Working age people (including those recently retired and students)


Updated 12 October 2016

The practice is rated as good for the care of working-age people (including those recently retired and students).

  • The needs of the working age population, those recently retired and students had been identified and the practice had adjusted the services it offered to ensure these were accessible, flexible and offered continuity of care.
  • The practice was proactive in offering online services as well as a full range of health promotion and screening that reflects the needs for this age group.

People experiencing poor mental health (including people with dementia)


Updated 12 October 2016

The practice is rated as good for the care of people experiencing poor mental health (including people with dementia).

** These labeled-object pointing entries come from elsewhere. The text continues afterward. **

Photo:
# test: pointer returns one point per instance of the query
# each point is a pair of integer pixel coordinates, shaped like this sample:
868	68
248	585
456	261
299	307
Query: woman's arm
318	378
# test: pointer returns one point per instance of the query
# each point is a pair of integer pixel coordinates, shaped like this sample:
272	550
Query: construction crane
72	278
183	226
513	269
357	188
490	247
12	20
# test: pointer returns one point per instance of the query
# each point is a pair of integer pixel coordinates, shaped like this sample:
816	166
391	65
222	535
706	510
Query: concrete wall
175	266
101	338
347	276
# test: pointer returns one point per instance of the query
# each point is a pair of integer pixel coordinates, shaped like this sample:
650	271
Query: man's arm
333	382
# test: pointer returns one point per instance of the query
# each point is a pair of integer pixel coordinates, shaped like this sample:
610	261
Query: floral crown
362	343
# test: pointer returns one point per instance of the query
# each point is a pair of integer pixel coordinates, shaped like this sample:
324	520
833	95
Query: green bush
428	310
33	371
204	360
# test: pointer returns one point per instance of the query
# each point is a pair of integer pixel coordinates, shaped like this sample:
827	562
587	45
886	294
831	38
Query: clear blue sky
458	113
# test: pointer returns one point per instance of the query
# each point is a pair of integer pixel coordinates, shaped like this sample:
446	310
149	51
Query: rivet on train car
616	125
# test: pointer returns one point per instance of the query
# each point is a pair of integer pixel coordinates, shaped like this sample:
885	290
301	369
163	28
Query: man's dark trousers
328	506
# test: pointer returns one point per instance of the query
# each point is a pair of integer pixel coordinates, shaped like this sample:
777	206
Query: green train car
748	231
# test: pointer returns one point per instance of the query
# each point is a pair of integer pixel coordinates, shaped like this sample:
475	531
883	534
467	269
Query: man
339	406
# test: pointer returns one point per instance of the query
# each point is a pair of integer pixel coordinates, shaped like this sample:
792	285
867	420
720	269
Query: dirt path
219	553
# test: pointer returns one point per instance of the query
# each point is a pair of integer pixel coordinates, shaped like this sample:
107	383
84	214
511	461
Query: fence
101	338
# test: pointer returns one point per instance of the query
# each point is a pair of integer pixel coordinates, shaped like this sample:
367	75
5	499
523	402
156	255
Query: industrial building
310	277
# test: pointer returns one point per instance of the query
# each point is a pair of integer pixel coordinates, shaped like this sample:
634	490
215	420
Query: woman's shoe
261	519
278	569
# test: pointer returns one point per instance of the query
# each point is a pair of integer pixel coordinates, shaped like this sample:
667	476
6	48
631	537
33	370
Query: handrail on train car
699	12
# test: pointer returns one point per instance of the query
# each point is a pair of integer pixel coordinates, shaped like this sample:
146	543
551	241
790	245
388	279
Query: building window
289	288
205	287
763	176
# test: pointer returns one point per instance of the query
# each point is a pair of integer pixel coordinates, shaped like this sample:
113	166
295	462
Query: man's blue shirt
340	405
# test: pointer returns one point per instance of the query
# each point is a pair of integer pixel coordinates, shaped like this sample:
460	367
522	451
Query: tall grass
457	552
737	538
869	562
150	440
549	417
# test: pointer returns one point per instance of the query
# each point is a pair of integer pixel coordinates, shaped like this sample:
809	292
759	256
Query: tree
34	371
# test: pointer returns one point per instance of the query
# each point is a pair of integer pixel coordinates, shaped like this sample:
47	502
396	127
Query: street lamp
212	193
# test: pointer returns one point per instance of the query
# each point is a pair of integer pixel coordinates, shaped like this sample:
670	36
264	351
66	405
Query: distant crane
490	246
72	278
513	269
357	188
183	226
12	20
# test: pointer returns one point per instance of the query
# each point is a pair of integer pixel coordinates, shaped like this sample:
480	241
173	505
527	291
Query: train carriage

  • 96% of patients at the practice diagnosed with dementia had their care reviewed in a face to face meeting in the last 12 months, which is higher than the CCG average of 85% and national average of 84%.
  • The practice held a dementia pilot carried out by a GP and health care assistant. The practice invited patients to attend for memory assessment to improve dementia detection rates.
  • Performance for mental health related indicators was better than the national average. For example, the percentage of patients diagnosed with schizophrenia, bipolar affective disorder and other psychoses who had a comprehensive, agreed care plan documented in the record, in the preceding 12 months was 97% compared to the CCG average of 89% and England average of 88%.
  • The practice regularly worked with multi-disciplinary teams in the case management of patients experiencing poor mental health, including those with dementia.
  • The practice carried out advance care planning for patients when appropriate.
  • The practice had told patients experiencing poor mental health about how to access counselling and psychological therapy services, support groups, and voluntary organisations.
  • The practice had a system in place to follow up patients who had attended accident and emergency where they may have been experiencing poor mental health.
  • Staff had a good understanding of how to support patients with mental health needs and dementia.

People whose circumstances may make them vulnerable


Updated 12 October 2016

The practice is rated as good for the care of people whose circumstances may make them vulnerable.

  • The practice held a register of patients living in vulnerable circumstances including those with a learning disability.
  • The practice offered longer appointments for patients with a learning disability.
  • The practice regularly worked with other health care professionals in the case management of vulnerable patients.
  • The practice informed vulnerable patients about how to access various support groups and voluntary organisations.
  • Staff knew how to recognise signs of abuse in vulnerable adults and children. Staff were aware of their responsibilities regarding information sharing, documentation of safeguarding concerns and how to contact relevant agencies in normal working hours and out of hours.